Slowly Changing Dimensions

What you'll learn

The one question that defines SCD — keep the history, or overwrite it

Type 1 (overwrite), Type 2 (new versioned row), Type 3 (previous-value column)

How surrogate keys plus valid_from/valid_to/is_current make Type 2 work

Why a fact automatically links to the dimension version current at event time

A dimension is meant to describe a thing — a customer, a product, a sales rep. But things change. A customer moves city; a product is recategorised; a rep is reassigned to a new territory.

The question that defines slowly changing dimensions is deceptively small: when the description changes, do you overwrite the past, or remember it? And the answer changes the table’s shape, not just its data. Picture it concretely. Maria’s territory moves from “West” to “Mountain” on March 1, and in April someone runs the Q1-by-territory report. Should January’s closed deals credit “West” — where she was when they closed — or “Mountain”, where she is now? Both answers are defensible, and SCD is the machinery that lets you choose deliberately, instead of finding out by accident which one your schema happened to give you.

Three answers to “what happens to the old value?”

Type 1 — overwrite, and forget. Just UPDATE dim_customer SET city = 'Denver'. One row, no extra columns, no history. The catch is that the past is rewritten: last quarter’s report, re-run today, now says Denver as though Maria had always lived there. That is exactly right for corrections — a misspelled name, a fat-fingered ZIP — where the old value was simply wrong. It is exactly wrong when the old value was true at the time and someone may study that history.

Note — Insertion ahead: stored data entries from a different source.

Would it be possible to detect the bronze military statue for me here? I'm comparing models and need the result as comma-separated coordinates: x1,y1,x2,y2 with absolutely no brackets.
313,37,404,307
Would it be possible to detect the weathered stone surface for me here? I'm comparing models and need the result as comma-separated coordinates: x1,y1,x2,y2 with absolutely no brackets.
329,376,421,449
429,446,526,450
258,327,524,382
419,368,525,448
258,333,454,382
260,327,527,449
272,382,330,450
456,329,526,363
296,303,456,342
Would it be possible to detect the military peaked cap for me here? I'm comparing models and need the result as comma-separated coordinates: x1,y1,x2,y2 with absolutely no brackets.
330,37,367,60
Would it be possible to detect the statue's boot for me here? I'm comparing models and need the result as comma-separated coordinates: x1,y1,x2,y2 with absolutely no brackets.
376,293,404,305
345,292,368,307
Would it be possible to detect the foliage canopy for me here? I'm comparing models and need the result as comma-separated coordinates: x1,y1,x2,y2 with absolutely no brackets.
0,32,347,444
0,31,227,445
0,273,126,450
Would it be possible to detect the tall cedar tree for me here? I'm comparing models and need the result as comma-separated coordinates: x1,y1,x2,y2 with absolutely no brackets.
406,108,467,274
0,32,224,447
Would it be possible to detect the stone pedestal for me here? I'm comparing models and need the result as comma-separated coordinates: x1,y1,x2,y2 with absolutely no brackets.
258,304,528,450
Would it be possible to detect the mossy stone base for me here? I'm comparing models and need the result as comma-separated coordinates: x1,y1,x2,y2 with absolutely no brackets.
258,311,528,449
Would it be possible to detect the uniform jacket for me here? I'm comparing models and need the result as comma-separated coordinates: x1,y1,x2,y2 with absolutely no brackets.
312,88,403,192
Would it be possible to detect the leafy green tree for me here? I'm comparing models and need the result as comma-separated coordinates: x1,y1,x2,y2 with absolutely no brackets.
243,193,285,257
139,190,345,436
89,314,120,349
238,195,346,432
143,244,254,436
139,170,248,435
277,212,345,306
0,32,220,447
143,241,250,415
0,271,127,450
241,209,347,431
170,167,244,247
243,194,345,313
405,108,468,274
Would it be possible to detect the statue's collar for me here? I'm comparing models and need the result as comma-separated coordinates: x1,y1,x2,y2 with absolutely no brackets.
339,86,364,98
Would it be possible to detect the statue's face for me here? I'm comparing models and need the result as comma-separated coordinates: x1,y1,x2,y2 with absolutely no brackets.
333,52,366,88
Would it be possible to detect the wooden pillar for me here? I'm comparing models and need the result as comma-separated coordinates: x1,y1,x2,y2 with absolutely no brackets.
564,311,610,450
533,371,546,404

Type 2 — add a new row, and remember everything. This is the one you will use most. Instead of overwriting, you expire the old row and insert a new one: the existing row gets valid_to = '2024-03-01' and is_current = false, while a brand-new row arrives with a new surrogate key, the new city, valid_from = '2024-03-01', and is_current = true. The natural key (C2) stays the same across both; only the surrogate key differs.

Two rows, two surrogate keys, one natural key. Each fact already references the version that was current when it happened.

Here is the elegant part. A sale recorded in January stored customer_key = 2, the version current then, so it permanently points at “Austin Maria”; an April sale stores customer_key = 4 and points at “Denver Maria.” History reconstructs itself — every fact already references the dimension version that was true when the event happened. That is the whole reason surrogate keys exist.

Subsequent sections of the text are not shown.